- Adapting Transformers for all the things
- Poetry
pip install poetry
- Get started with
make init_project
This project worked to build on top of Don't stop pretraining. This project analyzed whether we could match performance of the don't stop pretraining code while introducing Adapters to the RoBERTa architecture.

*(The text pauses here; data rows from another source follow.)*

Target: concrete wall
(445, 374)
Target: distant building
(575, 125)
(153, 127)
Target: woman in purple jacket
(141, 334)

The process that we experimented with is called task adaptive pretraining or TAPT. As outlined from the don't stop pretraining paper, the authors:
- (1) train the RoBERTa base model using on a masked-language-modeling task (MLM) for 100 epochs
- (2) Use this model from the MLM step on a downstream classification task for 10 epochs
We experimentsed using adapters to follow this process and generally found that the adapters, after hyperparameter tuning, performed as well, or better, than the don't stop pretraining results even when we skipped the MLM step. The main takeaway for us was that we could match results in a less computationally expensive way leveraging Adapters.
Our team ran these experiments on Google Colab. However, you can replicate by running the notebooks.
colab_train_gpu.ipynb
In addition, the notebooks NS_DL_Project_X.ipynb
show different experiments used for this repo.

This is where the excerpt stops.